Marko Pogacnik, Künstler aus Slowenien, entdeckte folgende Sage bei seinem Besuch in Zürich:

Karl und der Zauberring

Eine Legende sagt uns, warum Karl der Grosse seinen Wohnsitz in Aachen nahm: Es begann in Zürich, dort residierte Karl von Zeit zu Zeit als Richter. Eines Tages klopfte es an seine Tür. Er öffnete sie und wollte Einlass gewehren, doch der Flur war menschenleer. Verwundert schloss er die Tür und drehte ihr den Rücken zu, da klopfte es noch einmal. Doch stand auch diesmal keiner vor seiner Tür. Als es zum dritten Mal an seiner Tür klopfte, hörte er eine Stimme zu seinen Füssen. Es war eine Schlange, die sich bei Ihm beklagte, dass eine Kröte auf ihren Eiern sässe. Es seien ihre Eier und sie wolle sie zurück.
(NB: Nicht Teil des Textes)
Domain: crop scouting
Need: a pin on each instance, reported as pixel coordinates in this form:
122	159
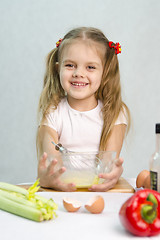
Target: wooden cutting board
122	186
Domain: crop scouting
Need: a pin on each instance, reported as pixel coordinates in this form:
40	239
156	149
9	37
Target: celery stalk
15	198
20	209
26	203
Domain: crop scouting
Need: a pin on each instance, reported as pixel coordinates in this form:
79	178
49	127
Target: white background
29	29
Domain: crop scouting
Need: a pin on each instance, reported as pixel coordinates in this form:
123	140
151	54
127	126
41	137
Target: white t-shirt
78	131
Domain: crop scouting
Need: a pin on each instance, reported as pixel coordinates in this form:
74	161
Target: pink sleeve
122	118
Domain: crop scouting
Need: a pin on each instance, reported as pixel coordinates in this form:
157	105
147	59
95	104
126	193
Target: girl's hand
110	178
50	178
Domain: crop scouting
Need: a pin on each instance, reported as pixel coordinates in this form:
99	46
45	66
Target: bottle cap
157	127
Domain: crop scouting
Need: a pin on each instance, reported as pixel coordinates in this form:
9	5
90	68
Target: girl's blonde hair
109	91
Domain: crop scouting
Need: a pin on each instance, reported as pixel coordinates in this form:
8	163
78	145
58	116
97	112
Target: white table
81	225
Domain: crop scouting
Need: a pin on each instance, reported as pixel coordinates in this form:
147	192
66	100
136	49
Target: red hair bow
59	42
116	46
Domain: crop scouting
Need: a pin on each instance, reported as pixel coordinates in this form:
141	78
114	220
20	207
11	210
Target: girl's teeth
79	84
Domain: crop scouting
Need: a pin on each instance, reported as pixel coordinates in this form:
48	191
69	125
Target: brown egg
147	183
71	205
141	178
95	204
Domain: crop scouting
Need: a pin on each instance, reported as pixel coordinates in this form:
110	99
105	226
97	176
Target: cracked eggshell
95	204
71	205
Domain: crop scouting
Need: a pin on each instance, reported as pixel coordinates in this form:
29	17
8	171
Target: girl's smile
81	71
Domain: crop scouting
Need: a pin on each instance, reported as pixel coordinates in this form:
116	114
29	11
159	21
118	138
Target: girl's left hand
110	178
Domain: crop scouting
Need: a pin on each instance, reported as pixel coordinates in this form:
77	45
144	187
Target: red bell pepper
140	214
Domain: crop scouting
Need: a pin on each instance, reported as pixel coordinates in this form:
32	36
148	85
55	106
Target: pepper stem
149	212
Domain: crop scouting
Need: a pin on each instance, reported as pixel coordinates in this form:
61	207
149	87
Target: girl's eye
91	67
69	65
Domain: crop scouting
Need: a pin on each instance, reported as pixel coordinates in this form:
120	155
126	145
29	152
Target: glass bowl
82	168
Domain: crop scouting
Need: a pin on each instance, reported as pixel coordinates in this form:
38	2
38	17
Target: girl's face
81	71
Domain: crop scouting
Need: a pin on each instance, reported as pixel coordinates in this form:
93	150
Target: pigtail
52	91
110	94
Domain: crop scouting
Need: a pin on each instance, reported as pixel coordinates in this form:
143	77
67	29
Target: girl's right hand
50	178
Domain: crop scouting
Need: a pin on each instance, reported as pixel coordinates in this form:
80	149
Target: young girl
81	105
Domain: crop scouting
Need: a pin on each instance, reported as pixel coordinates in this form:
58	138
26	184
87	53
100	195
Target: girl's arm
47	170
115	143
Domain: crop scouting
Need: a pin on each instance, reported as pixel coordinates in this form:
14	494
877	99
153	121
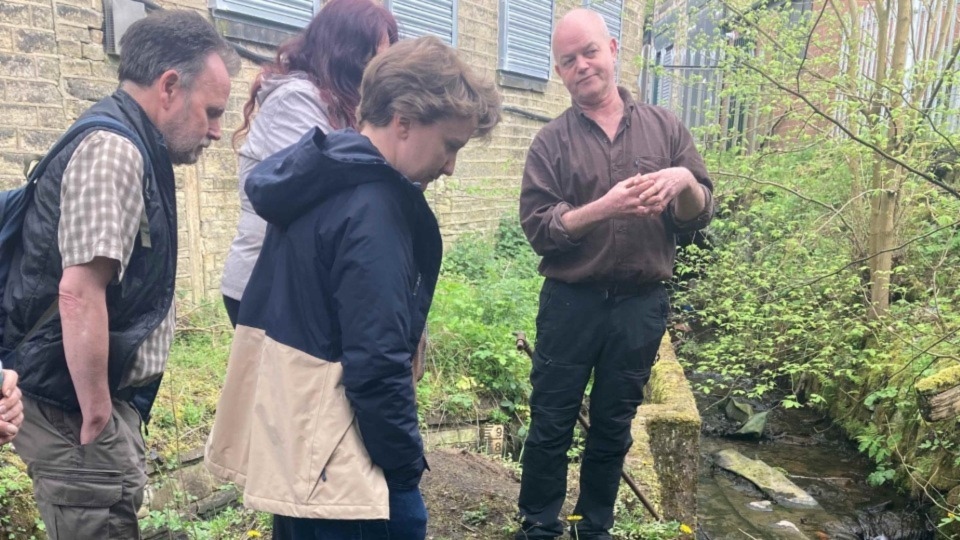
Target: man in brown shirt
606	187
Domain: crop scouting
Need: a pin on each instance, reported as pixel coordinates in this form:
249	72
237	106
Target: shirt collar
629	104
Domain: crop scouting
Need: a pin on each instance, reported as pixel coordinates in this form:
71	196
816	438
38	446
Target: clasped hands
11	408
646	195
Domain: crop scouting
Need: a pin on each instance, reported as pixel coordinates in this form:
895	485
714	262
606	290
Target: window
525	27
293	14
612	13
426	17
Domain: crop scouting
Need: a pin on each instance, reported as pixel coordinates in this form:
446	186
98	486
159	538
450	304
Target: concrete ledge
665	456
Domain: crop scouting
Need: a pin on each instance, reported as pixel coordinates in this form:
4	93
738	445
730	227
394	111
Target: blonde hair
424	80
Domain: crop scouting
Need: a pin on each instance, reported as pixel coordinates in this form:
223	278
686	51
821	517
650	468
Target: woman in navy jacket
318	418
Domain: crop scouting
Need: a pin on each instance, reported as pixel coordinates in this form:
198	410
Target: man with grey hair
91	291
606	187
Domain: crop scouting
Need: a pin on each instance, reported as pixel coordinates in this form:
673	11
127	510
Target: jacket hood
271	83
289	183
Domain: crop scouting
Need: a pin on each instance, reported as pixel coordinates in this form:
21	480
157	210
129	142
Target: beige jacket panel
285	431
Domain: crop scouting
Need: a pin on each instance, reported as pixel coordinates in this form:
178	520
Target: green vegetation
832	280
488	289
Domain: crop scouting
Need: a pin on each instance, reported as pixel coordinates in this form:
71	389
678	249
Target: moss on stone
940	381
667	440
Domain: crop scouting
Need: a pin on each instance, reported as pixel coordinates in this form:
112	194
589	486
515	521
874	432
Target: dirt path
469	496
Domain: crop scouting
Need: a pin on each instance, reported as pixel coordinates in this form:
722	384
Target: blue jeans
408	521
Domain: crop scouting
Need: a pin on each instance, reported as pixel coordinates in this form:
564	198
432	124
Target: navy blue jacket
347	273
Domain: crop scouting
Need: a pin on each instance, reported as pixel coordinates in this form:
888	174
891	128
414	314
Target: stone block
11	163
42	17
33	140
19	115
70	49
51	117
48	69
15	14
6	39
104	70
8	138
17	65
36	41
66	32
32	92
79	15
89	89
73	67
92	51
672	423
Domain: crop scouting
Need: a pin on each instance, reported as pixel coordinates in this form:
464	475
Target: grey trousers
84	492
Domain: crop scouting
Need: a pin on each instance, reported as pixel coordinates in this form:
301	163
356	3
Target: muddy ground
472	496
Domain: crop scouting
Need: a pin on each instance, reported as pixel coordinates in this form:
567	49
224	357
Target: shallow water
819	460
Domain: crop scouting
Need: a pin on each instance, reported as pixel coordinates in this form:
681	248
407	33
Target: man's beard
187	156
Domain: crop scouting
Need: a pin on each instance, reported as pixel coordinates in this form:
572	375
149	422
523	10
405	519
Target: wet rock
754	426
737	410
787	526
772	482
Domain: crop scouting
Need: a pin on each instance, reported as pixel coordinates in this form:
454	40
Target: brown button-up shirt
572	162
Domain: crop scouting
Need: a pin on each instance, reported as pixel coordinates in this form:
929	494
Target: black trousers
584	330
233	309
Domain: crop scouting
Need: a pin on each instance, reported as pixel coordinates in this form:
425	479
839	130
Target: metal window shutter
612	13
293	13
426	17
666	81
525	27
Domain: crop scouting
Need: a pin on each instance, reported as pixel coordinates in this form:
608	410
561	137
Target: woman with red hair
313	82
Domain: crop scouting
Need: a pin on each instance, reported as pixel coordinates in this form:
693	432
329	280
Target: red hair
332	50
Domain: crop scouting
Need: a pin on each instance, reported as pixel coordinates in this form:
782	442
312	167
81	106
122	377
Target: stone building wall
53	66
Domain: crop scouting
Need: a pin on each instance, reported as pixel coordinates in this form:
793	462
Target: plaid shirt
101	214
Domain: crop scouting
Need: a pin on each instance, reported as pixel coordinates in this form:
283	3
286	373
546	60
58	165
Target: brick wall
53	66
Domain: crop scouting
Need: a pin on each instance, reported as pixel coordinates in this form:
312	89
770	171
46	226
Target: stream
818	459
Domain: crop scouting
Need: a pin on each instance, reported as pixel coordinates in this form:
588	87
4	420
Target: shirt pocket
646	164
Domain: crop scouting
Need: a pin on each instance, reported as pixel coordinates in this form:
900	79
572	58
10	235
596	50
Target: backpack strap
98	122
94	122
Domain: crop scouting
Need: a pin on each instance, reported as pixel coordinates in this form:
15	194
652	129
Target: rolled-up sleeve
685	154
542	205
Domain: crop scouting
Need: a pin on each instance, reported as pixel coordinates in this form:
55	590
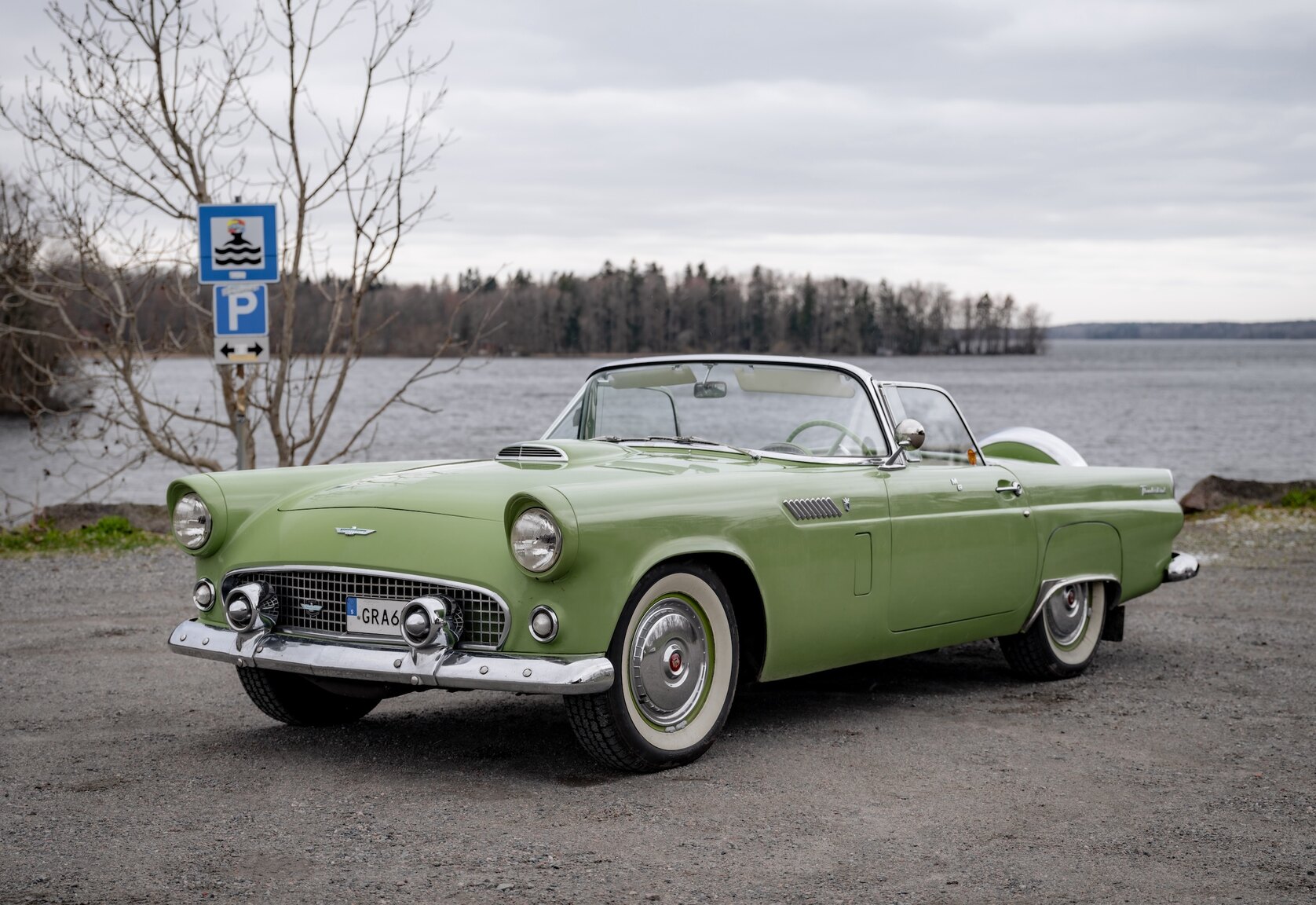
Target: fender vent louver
527	452
817	507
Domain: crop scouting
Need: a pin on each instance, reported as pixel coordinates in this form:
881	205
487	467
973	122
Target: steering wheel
843	432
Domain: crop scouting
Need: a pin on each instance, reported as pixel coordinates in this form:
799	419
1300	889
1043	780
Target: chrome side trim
437	669
1182	566
404	576
1051	585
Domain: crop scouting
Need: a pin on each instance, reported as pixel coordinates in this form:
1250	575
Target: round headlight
536	540
191	522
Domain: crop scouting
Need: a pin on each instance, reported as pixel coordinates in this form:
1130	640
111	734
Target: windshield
766	407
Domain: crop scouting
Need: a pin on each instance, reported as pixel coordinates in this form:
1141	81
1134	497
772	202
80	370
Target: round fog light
203	595
416	626
544	625
250	606
432	622
239	613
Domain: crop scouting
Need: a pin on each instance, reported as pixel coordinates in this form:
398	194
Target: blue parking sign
241	310
239	243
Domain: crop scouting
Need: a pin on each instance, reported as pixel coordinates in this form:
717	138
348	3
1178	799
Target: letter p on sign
241	303
241	310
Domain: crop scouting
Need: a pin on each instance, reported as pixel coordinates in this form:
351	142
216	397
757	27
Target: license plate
374	617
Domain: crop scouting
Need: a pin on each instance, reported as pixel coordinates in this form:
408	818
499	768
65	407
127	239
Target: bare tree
157	105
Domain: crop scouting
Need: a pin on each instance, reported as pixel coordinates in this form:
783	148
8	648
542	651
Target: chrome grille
817	507
317	599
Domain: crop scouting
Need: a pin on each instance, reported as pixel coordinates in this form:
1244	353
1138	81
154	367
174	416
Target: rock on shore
1215	492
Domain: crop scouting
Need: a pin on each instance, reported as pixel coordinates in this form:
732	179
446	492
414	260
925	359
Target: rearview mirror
909	434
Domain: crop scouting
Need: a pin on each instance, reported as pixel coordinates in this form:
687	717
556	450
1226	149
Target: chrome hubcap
1068	613
669	661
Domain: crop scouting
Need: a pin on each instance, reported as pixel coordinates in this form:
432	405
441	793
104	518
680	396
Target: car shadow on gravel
486	737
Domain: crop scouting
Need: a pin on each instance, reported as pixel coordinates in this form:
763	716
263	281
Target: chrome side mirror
909	434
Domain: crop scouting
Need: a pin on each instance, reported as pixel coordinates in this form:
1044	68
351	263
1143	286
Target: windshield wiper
682	440
704	442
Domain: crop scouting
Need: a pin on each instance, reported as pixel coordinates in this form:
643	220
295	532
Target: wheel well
748	603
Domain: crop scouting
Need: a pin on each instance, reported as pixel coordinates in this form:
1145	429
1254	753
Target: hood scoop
531	452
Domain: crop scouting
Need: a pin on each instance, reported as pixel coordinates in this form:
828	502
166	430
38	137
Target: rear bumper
430	669
1182	566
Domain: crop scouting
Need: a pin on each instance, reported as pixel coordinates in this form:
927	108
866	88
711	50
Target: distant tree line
638	310
615	311
642	310
1282	330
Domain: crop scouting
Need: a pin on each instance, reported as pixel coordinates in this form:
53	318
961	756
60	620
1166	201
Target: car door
962	543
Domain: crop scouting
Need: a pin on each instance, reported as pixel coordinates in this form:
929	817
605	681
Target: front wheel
1064	636
675	656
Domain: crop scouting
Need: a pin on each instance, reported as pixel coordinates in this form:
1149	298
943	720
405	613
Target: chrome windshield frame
860	375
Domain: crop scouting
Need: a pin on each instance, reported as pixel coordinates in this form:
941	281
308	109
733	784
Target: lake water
1238	409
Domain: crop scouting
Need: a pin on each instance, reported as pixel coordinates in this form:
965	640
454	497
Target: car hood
481	489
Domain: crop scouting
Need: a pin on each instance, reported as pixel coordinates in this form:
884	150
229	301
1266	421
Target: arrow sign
243	350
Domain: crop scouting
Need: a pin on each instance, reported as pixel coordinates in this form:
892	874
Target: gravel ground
1181	768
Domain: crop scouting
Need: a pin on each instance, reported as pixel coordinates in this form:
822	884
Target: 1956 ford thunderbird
686	525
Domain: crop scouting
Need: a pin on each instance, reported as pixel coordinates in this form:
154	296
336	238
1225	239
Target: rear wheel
1064	636
298	701
675	655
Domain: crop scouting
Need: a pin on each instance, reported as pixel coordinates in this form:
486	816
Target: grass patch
112	533
1300	498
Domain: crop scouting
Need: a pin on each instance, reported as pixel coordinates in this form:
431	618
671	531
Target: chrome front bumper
436	669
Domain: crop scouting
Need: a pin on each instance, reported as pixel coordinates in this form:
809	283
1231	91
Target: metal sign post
239	256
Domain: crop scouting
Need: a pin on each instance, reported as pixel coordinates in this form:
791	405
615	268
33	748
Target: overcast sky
1109	161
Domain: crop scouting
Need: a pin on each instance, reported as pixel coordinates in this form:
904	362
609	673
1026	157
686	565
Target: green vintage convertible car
689	523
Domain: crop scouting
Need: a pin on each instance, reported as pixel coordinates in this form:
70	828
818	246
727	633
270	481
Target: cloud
1092	156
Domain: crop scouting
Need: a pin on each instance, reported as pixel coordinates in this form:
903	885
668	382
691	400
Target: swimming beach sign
239	243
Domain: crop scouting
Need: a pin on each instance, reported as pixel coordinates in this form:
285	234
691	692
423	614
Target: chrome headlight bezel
536	540
192	522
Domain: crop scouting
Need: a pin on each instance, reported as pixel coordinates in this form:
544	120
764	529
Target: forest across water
632	310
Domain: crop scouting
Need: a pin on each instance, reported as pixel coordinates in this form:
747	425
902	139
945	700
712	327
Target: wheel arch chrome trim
1051	585
404	576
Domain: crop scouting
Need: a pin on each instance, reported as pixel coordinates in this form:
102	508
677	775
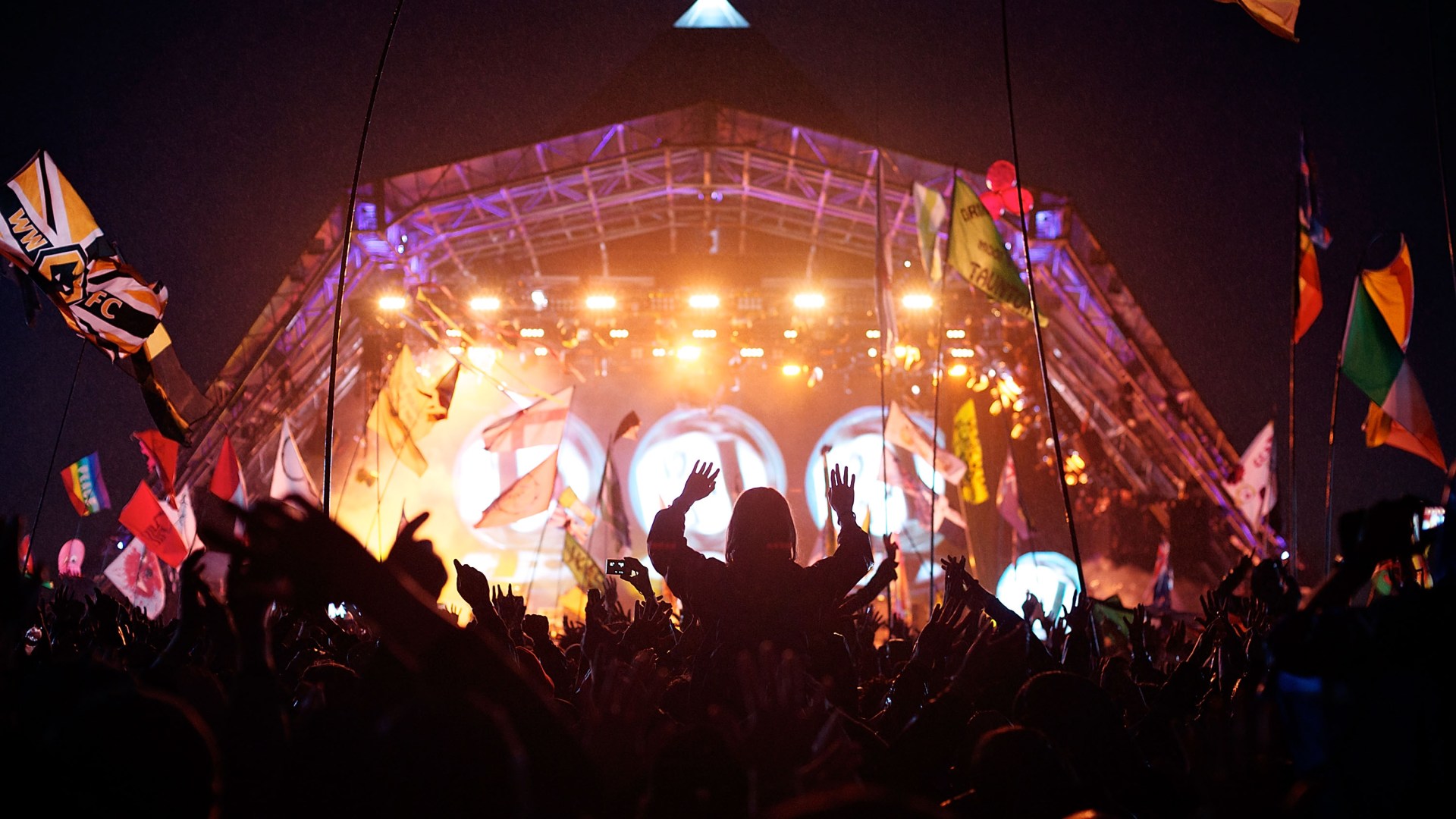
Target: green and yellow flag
979	253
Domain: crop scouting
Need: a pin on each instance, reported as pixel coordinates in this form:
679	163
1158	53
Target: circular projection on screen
481	475
854	442
726	436
1052	577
Sie bat ihn darüber zu richten, wem die Eier zustünden. Das Urteil des Königs fiel zugunsten der Schlange aus, die ihm zum Dank einen Zauberring schenkte. Wer nun diesen Ring trug, den würde der König unwiderstehlich und für immer lieben. Karl schenkte ihn seiner Frau Fastrada und von diesem Tage an war ihre Liebe nicht mehr zu brechen. Als Fastrada starb, war die Trauer des Königs gross. Erst war es ein Tag, es folgte der zweite, der dritte und letztlich waren es drei Wochen, die Karl am Sarg seiner geliebten Fastrada trauerte. Er verweigerte sogar das Erdbegräbnis, weil er sich nicht von ihr trennen könnte. Das Volk und die Bischöfe am Hofe sorgten sich sehr um ihren König. Da hatte der Erzbischof Turpin, ein Getreuer der Tafelrunde Karls, einen Traum, der ihm Aufklärung verschaffte. Es war der Ring der Karl so fesselte. Darum beschloss Turpin den Ring zu stehlen. Eines Nachts zog er ihn Fastrada vom Finger und Karl konnte sich endlich von ihr trennen. Doch übertrug sich diese grenzenlose Liebe auf den Bischof, dem Karl nun unentwegt nachstellte. Dass sein König sich so zu ihm hingezogen fühlte, war Turpin sehr peinlich. Um diesem ein Ende zu bereiten, warf er während einer Jagd den Ring in hohem Bogen weit über die Hügel in einen Sumpf. An dieser Stelle steht heute Aachen. Denn Karl verliebte sich in diese Landschaft und liess dort seine Pfalz und den Dom errichten.

 

      
Marko Pogacnik, Slowenien: Steinstele, 1,80 m hoch, 1999
Kunstprojekt: "Aachen - eine Landschaft der Göttin" (1999)
Das Kosmogramm auf der Steinstele beinhaltet die Schlange und den Ring aus der Legende.